Another terrific character is Andre Benjamin's Clarence "Coffee" Black, the hot-shit centerpiece of the Flint Tropics, one of the teams about to be adios'd out of the ABA. The OutKast front man doesn't stoop to the cliches, refusing to play Coffee's bluster for cheap giggles; he's got real soul. Actually, the movie's stocked with terrific, fleshed-out characters, chief among them former MADtv cast member Andrew Daly's sorta-bent straight-laced play-by-play man Dick Pepperfield, Jackie Earle Haley's stoned-outta-his-gourd fan Dukes, Andy Richter's man-boy locker-room attendant Bobby Dee, and Matt Walsh's foulmouthed ref Father Pat. There's not a single unsurprising or unlikable character among the bunch.
Except for Ferrell's Jackie Moon. Because no matter how funny his sole hit single ("Love Me Sexy," played a few too many times) and no matter his proclivity for profanity (this has got to be the cursingest Will Ferrell movie, which counts for something), Moon is just a casual walk in petrified footsteps. Ferrell is once more playing some nutty dude in a sports-movie parody that's totally enjoyable while you're watching it but also insanely forgettable. Ferrell's almost in the way of these movies at this point, the same way his pal and occasional co-star Ben Stiller is when playing some dim nebbish, which is at least once a year. The movie's better when he's on the bench.
Ferrell, who proved he could do subdued and poignant in the undervalued Stranger Than Fiction, has given up shooting from outside the three-point line. You've seen this act before: He'll speak real low for a really long time and throw raging tantrums and say stupid things and have to get the gang back together for one last Defining Moment and maybe even spawn a catch phrase or two. It's science. At least Ferrell has it down to one, which must be a relief for a first-timer like director Kent Alterman, who valiantly tries to tweak the formula by adding a dash more sincerity and humanity to the froth but doesn't get too adventurous. In the end, it's comedy comfort food — something powdered poured from a box.
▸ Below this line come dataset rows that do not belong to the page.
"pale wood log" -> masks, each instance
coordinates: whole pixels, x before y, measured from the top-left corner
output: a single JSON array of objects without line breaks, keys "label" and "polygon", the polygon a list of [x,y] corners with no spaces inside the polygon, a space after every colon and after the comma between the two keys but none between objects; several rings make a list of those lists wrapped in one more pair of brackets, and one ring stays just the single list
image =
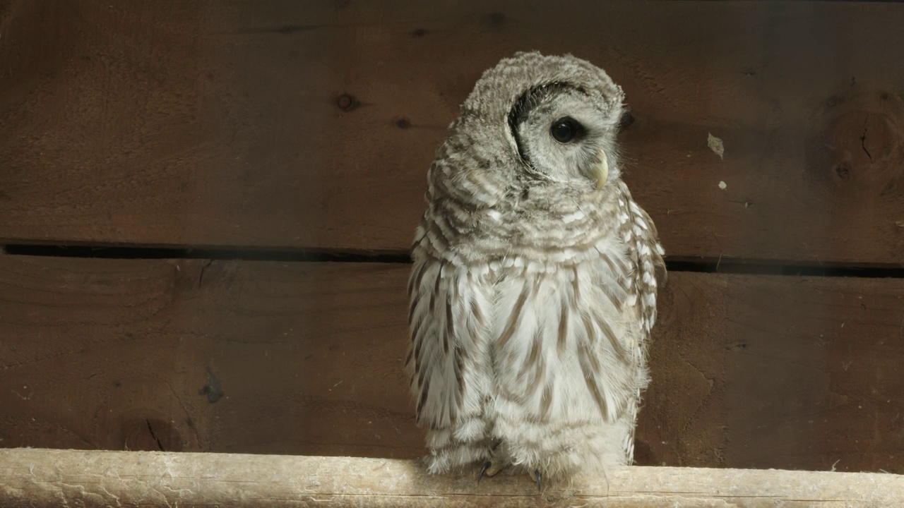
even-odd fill
[{"label": "pale wood log", "polygon": [[904,476],[777,469],[626,467],[548,485],[417,461],[171,452],[0,451],[0,506],[893,506]]}]

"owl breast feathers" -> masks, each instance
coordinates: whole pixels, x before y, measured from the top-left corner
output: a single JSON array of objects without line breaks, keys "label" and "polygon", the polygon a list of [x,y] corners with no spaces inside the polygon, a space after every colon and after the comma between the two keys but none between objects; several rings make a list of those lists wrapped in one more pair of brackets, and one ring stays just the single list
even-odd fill
[{"label": "owl breast feathers", "polygon": [[484,73],[428,173],[406,360],[429,470],[630,464],[663,249],[621,180],[624,94],[568,56]]}]

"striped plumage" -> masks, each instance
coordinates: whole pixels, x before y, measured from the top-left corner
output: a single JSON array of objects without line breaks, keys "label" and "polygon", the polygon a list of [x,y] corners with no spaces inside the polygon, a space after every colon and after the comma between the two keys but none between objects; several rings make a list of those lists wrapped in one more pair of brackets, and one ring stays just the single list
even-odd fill
[{"label": "striped plumage", "polygon": [[492,459],[572,477],[631,462],[664,266],[620,179],[622,100],[584,61],[518,53],[450,126],[409,285],[431,472]]}]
What at least distinguishes Semi-Pro from its predecessors (not only those starring Ferrell, but also such lesser lights as Dodgeball and Balls of Fury) is that it's a slightly darker movie — one made for grown-ups, hence the R rating. In one rather surprisingly tense scene set around a poker table, which begins with someone being called a "jive turkey" as opposed to the apparently more acceptable "cocksucker," a painfully prolonged Deer Hunter re-enactment breaks out. The audience half expects someone to blow his head clean off — Jackie Moon, preferably.